Brac Bank
Last year was a tough one for Bangladesh’s banks. Political instability took a toll in an otherwise strong economy, and many lenders experienced a dip in profits and an increase in bad loans. But one lender sailed serenely through the storm in 2018, staying above the fray.
Under Selim Hussain, the straight-talking chief executive who joined in November 2015, Brac Bank has been transformed into the country’s best and most-innovative financial institution. Its market capitalization as of February 2019 was about $1 billion, putting it well ahead of rivals Eastern Bank and The City Bank. Brac Bank generated net interest income of Tk11.5 billion ($137 million) in the first nine months of 2018, up 24% year on year, and it reported pre-tax profit of Tk4.09 billion, up 3.1% from the same period a year ago.
Its status as the country’s best full-service lender is buttressed by the strength of its small and medium- sized enterprise business. Smaller firms accounted for 40% of Brac’s total loan portfolio at the end of 2017, and Hussain says he wants lending to SMEs to make up more than half the bank’s book by 2020.
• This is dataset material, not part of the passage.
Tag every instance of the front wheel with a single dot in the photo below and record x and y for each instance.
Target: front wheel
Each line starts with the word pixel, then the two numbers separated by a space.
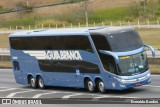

But it is the roaring success of mobile payments service bKash that continues to catch the eye. Founded in 2011 and still managed as a subsidiary of Brac Bank, bKash has also attracted a number of heavyweight equity investors, including China’s Ant Financial Services, the IFC, and the Bill & Melinda Gates Foundation. The number of merchants using bKash now tops 30,000, while an estimated 24 million citizens use the service regularly.
Brac Bank has done many smart things over the years but none, surely, was as far-sighted as its decision to found and then sink its valuable time and money into developing the country’s largest mobile financial service provider.